More coughing, until Bobby pours what's left of Hank's medicine down his throat. No need to conserve it now, and Bobby doesn't even know if that's Emma or him talking.
"The X-Gene, has to come from somewhere. This is somewhere. Precursor, activator." The screen changes again, and the light spreads, other pieces DNA lighting up like little candles. "The activation is random, I can't pinpoint the mechanism, I could barely pinpoint the gene itself. Little changeling." and only Hank could sound fond of a gene, "Hides within human DNA. Difficult to detect. You remember the genetic files Katherine acquired for me?"
Yes, Bobby remembers Kitty.
"Three quarters of 'normal' humans are carriers, Robert, maybe more." Hank looks up, eyes glistening with tears, and it would be a beautiful sight if Bobby could still see. "This will never end, it cannot end.

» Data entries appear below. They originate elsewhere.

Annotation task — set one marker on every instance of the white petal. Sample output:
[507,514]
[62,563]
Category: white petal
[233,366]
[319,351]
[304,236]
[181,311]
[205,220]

Nature wants us to exist, and no matter how many are destroyed, we shall rise again."
It's a beautiful speech too, or would be if Hank wasn't rasping it out through a throat vomit-dry. Suddenly the figure slumps, and Hank shakes, fitting, coughing up blood. But there is a light in his eyes, the knowledge that he gained in the last minutes terribly precious to him, and Bobby doesn't even have to look away when he pulls the trigger, ending the pain.
Move quickly now. Retrieve the data, destroy the computers, get the hell out of here. But Bobby's not doing these things. He carefully lies the body out, covering Hank with a standard-issue blanket, closing his eyelids with the tips of two frosty fingers, placing a pillow below his still head.
He wishes he could remember a prayer, but all the words have left him, so he just says. "Rest in Peace, Hank."
Stupid, says Emma in his head. He's dead, he doesn't care now. Get a move on, Iceboy.
And so he does, doing all the things he should. His power is growing, under Emma's careful tuition, and after all that it's not hard (lazy blokes, these army types), to slip out from under the net. Infrared doesn't work on him. Bullets are almost easy now. Behind him, the mansion goes up in flames. It was almost unrecognisable, anyway, a travesty, a graveyard.
Emma's cackling, totalling up how many of the enemy they've killed.
Shut up. Shut up, shut up! He's dead, dammit! And so are you, bitch, so keep your mouth shut.
I may be a dead bitch, but I'm a good teacher. And this wasn't exactly my first choice, either. Terribly boring, your head is. No-one to talk to but myself.
Bobby finishes laying one last trap in his trail, then heads into the woods. It's a cold New York winter. His time, his place. He can probably summer in the arctic, beneath the surface of the water. Just keep on living, keep on surviving. Keep remembering, since all his photos went up in flame long ago.
Not the last of us. His mind sings. Emma laughs in victory. Knew it. Knew it.
You did not, slut. But his tone is light.
Not the last of us, and that's enough.